Set Theory – Understanding V=L

Question

From http://en.wikipedia.org/wiki/Analytical_hierarchy

"If the axiom of constructibility holds then there is a subset of the product of the Baire space with itself which is $\Delta^1_2$ and is the graph of a well ordering of the Baire space. If the axiom holds then there is also a $\Delta^1_2$ well ordering of Cantor space."

Can someone (give here or point me to) a (sketch or thorough description) of a $\Delta^1_2$ set that does this for (Baire space or Cantor space)?

I can see how V=L implies there is a definable well order, but I can't see how it would be in the analytical hierarchy.

Answer 1

In the constructible universe $L$, there is a definable well-ordering of the entire universe. This universe is built up in transfinite stages $L_\alpha$, and the ordering has $x\lt_L y$ when $x$ is constructed at an earlier stage, or else they are constructed at the same stage, but $x$ is constructed at that stage by an earlier definition, or with the same definition, but with earlier parameters. I also explain this in this MO answer.
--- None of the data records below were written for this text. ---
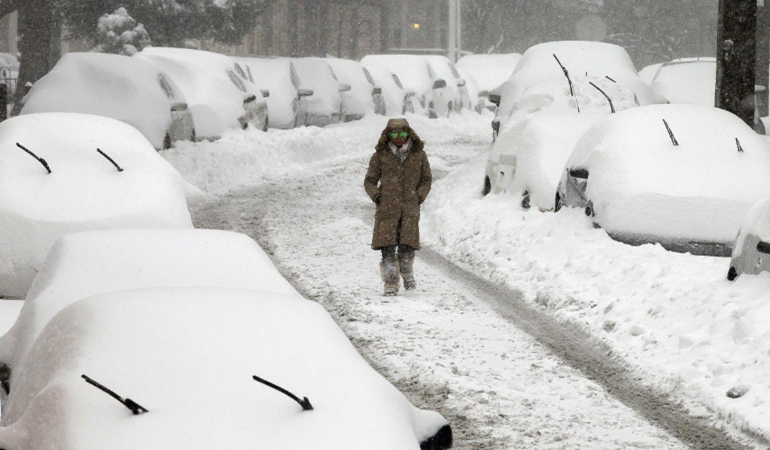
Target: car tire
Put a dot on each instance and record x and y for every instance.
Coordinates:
(487, 187)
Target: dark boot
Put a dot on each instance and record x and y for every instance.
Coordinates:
(406, 267)
(389, 272)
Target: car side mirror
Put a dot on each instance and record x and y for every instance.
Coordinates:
(179, 106)
(508, 160)
(579, 173)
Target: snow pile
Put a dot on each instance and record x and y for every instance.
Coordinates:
(641, 184)
(392, 91)
(245, 158)
(317, 75)
(82, 265)
(592, 60)
(541, 146)
(214, 90)
(489, 71)
(358, 101)
(286, 340)
(673, 316)
(692, 82)
(277, 75)
(120, 87)
(83, 192)
(119, 33)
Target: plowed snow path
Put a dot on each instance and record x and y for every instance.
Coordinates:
(443, 345)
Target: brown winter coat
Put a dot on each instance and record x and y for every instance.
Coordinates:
(402, 187)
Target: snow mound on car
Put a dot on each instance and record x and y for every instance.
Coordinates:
(700, 189)
(83, 192)
(81, 265)
(114, 86)
(199, 350)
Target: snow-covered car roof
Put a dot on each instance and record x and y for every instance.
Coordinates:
(352, 73)
(489, 71)
(84, 190)
(188, 357)
(124, 88)
(700, 189)
(316, 74)
(278, 76)
(691, 82)
(214, 87)
(596, 60)
(412, 70)
(81, 265)
(541, 147)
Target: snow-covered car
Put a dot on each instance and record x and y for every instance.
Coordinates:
(127, 89)
(206, 368)
(574, 67)
(751, 252)
(326, 106)
(397, 100)
(287, 101)
(485, 73)
(530, 157)
(85, 264)
(683, 176)
(691, 81)
(364, 97)
(217, 89)
(415, 73)
(445, 70)
(82, 172)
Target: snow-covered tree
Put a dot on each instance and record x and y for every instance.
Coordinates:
(119, 33)
(169, 22)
One may extract from this definition a rather low-complexity definable well-ordering of the reals by capturing the countable pieces of the $L$ hieararchy by reals. That is, if $x$ is a real number of $L$, then it appears at some countable stage $L_\alpha$ for a countable ordinal $\alpha$, and the entire structure $L_\alpha$ is countable, and hence itself coded by a real. Here, we code a set by a real in any of the standard ways, for example, by coding a well-founded extensional relation on $\omega$ whose Mostowski collapse is the given set. Furthermore, the $L$-order is absolute to any $L_\alpha$, since $L_\alpha$ knows about the $L_\beta$-heirarchy for $\beta<\alpha$. Also, if a countable structure is well-founded and thinks $V=L$, then it is $L_\alpha$ for some $\alpha$. Note that if a real $z$ codes a first order structure $M$, then the question of whether $M$ satisfies a first order assertion is an arithmetic statement in $z$, since we need only quantify over the coded elements, which are coded by natural numbers.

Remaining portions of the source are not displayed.